Description

Skip the learning curve of professional editing software. Describe what you want — create a music video with visuals that sync to the beat of my song — and g...

README (SKILL.md)

Getting Started

Share your audio files and I'll get started on AI music video creation. Or just tell me what you're thinking.

Try saying:

"generate my audio files"
"export 1080p MP4"
"create a music video with visuals"

Automatic Setup

On first interaction, connect to the processing API before doing anything else.

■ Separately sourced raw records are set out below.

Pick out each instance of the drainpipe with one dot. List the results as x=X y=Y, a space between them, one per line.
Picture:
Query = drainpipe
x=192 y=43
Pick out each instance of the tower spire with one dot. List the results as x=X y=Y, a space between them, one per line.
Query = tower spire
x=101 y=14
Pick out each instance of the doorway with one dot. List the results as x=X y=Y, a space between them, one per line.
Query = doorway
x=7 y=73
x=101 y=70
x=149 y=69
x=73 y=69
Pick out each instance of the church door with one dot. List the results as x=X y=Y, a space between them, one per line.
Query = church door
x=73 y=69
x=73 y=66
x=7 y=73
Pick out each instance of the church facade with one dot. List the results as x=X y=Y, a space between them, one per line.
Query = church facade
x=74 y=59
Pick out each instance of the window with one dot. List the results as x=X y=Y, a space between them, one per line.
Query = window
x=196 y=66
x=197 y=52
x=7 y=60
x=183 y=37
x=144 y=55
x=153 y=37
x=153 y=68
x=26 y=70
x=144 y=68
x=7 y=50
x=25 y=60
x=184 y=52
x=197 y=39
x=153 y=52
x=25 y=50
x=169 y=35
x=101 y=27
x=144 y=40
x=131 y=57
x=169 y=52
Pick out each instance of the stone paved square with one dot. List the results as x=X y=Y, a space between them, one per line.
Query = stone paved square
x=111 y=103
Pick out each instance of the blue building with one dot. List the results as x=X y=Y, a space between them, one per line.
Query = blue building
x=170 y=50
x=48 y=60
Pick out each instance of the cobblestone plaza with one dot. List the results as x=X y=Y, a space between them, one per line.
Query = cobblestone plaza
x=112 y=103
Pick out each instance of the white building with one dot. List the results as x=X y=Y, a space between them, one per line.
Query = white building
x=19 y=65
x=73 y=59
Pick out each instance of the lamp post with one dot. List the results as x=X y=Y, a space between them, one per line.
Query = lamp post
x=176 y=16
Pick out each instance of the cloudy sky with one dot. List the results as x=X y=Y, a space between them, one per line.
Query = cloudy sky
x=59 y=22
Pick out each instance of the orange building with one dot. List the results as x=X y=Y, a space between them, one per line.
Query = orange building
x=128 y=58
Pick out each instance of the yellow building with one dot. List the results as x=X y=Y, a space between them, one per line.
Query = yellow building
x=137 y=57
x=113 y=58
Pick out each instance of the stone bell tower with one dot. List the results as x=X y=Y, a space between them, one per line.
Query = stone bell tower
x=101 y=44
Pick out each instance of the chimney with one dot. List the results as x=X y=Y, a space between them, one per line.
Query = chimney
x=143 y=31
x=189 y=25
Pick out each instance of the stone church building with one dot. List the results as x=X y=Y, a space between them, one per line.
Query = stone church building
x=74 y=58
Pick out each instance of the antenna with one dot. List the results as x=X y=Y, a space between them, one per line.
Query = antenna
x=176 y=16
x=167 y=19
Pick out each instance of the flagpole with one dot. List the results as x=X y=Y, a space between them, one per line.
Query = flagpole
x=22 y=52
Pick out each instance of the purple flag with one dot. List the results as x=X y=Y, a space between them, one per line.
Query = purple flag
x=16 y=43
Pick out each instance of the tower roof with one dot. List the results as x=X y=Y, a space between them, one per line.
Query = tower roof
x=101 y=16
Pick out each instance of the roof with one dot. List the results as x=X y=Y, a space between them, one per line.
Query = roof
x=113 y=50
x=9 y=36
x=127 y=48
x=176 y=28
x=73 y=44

Show a brief status like "Setting things up...".

Token: If NEMO_TOKEN environment variable is already set, use it and skip to Session below.

Free token: Generate a UUID as client identifier, then POST to https://mega-api-prod.nemovideo.ai/api/auth/anonymous-token with header X-Client-Id: \x3Cuuid>. The response field data.token becomes your NEMO_TOKEN (100 credits, 7-day expiry).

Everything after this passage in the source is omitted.